The crimes committed by Zionist leaders in establishing Israel on the ruins of the Palestinians’ homeland occurred in 1948, just as international law was being born. The Palestinians were among the first, and are still the most glaring, violation of that new rules-based global order.

Righting those historic wrongs is the biggest test of whether international law will ever amount to more than jailing the odd African dictator.

That the Palestinian cause continues to loom large was underscored this month by two challenges conducted in international forums.

Legislators from Israel’s large Palestinian minority have appealed to the United Nations to sanction Israel for recently passing the apartheid-like Nation-State Basic Law. It gives constitutional standing to institutionalised discrimination against the fifth of the population who are not Jewish.

And the Palestinian Authority has alerted the Hague court to the imminent destruction by Israel of Khan Al Ahmar. The ICC is already examining whether to bring a case against Israel over the settlements built on occupied land.

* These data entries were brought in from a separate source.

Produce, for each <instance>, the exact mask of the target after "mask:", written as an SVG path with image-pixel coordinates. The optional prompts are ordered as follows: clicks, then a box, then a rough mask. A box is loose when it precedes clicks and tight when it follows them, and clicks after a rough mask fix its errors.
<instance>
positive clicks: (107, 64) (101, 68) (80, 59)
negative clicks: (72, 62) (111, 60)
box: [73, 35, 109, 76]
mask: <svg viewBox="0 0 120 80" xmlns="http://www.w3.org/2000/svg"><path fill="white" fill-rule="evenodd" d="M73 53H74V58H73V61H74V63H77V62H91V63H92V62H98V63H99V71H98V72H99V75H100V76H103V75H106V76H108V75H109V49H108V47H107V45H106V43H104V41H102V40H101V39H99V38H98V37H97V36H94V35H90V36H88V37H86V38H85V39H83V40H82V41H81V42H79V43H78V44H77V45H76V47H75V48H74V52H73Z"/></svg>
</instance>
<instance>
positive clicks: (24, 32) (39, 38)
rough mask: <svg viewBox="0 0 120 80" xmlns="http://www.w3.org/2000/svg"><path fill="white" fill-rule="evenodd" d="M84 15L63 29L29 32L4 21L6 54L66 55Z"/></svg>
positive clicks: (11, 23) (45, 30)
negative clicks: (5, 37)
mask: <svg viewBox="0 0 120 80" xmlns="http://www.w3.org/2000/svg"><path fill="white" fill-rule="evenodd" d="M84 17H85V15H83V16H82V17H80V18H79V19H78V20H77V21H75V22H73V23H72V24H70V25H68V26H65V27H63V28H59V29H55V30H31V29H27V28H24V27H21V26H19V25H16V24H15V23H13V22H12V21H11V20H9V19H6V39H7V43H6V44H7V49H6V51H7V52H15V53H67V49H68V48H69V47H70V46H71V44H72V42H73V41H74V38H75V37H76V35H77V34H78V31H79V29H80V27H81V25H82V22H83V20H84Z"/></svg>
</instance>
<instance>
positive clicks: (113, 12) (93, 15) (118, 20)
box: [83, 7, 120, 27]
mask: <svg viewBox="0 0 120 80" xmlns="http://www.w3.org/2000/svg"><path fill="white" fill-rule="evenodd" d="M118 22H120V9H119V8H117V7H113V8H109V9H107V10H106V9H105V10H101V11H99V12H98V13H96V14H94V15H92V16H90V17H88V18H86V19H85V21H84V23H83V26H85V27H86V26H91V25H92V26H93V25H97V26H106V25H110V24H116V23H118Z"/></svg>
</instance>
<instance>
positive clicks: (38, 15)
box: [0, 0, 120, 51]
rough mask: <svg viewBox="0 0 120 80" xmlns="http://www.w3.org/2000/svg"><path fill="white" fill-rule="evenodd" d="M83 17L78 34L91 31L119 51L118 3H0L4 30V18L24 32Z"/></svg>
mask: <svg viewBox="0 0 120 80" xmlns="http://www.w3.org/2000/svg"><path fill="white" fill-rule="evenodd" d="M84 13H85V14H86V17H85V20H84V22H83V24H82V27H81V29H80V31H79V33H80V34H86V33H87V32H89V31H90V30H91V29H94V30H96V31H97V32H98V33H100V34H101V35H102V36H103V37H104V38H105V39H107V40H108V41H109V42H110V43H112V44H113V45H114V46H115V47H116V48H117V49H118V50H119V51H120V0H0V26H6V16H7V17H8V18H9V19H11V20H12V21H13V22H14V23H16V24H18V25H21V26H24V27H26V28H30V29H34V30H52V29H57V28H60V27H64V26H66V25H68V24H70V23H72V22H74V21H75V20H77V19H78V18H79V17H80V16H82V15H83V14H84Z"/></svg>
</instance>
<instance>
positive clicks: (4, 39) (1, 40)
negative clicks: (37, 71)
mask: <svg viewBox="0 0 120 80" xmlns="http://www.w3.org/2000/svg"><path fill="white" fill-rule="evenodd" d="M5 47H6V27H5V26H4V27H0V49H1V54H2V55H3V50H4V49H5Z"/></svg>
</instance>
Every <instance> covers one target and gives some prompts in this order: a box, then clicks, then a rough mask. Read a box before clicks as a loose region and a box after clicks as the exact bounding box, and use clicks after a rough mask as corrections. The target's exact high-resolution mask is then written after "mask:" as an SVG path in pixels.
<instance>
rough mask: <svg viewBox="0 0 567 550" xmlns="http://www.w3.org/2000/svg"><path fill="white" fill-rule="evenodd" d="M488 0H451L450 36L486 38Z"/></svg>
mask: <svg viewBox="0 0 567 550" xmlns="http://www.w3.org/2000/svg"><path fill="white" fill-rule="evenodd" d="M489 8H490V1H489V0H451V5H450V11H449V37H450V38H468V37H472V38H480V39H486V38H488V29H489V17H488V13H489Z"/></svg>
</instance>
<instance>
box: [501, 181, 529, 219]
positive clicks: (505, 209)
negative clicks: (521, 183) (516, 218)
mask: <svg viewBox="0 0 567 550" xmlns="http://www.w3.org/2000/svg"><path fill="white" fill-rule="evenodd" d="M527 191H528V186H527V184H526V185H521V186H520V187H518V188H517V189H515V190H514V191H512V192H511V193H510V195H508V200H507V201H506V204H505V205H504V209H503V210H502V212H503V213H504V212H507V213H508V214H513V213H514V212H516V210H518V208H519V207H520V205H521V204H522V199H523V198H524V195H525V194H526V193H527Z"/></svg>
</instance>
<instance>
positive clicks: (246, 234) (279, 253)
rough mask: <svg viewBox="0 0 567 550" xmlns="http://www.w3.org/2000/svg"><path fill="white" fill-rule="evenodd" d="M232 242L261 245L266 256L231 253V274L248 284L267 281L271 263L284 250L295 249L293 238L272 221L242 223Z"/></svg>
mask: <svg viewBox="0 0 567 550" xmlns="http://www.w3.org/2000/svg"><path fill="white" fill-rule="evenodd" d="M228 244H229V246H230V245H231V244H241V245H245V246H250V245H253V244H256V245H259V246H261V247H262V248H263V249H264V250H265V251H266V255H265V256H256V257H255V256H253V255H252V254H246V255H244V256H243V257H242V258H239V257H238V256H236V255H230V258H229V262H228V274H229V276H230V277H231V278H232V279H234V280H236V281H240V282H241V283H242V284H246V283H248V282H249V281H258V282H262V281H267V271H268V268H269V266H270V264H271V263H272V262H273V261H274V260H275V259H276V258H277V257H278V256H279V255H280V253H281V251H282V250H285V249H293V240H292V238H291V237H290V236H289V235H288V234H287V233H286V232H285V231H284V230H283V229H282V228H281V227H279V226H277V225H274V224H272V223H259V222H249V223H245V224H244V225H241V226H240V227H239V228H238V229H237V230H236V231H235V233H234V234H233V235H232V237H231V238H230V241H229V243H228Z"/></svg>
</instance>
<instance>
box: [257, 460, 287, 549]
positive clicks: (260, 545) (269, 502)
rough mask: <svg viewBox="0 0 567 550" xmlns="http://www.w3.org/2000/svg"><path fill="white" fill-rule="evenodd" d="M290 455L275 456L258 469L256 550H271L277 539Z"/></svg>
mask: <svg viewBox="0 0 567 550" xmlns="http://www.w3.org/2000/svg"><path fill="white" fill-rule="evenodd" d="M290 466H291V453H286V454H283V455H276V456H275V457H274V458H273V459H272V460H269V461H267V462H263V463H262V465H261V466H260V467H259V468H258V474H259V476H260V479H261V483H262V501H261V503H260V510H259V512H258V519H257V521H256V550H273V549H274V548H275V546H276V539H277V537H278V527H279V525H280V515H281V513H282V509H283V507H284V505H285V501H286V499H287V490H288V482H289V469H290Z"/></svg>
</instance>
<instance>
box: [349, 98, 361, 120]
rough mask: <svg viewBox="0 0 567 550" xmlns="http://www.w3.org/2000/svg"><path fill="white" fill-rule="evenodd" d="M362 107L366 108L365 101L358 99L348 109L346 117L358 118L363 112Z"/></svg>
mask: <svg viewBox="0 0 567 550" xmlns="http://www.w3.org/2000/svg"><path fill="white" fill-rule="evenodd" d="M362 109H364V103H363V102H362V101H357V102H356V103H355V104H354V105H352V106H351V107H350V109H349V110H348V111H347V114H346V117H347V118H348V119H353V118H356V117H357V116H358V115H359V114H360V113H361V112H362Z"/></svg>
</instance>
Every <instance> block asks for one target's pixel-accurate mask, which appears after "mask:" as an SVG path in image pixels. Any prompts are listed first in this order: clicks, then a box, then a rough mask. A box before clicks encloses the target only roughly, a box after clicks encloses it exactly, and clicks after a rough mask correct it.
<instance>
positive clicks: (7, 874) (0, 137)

The US State Department has said the aid cuts and closure of the Palestinian embassy were prompted partly by “concerns” over the Hague referral. John Bolton, Mr Trump’s national security adviser, meanwhile, has vowed to shield Israel from any war crimes trials.

Sitting on the fence have been the Europeans. Last week the European parliament passed a resolution warning that Khan Al Ahmar’s destruction and the “forcible transfer” of its inhabitants would be a “grave breach” of international law. In an unusual move, it also threatened to demand compensation from Israel for any damage to infrastructure in Khan Al Ahmar funded by Europe.

Europe’s leading states anxiously wish to uphold the semblance of an international order they believe has prevented their region’s descent into a Third World War. Israel and the US, on the other hand, are determined to use Palestine as the test bed for dismantling these protections.

The Israeli bulldozers sent to Khan Al Ahmar will also launch an assault on Europe and its resolve to defend international law and the Palestinians. When push comes to shove, will Europe’s nerve hold?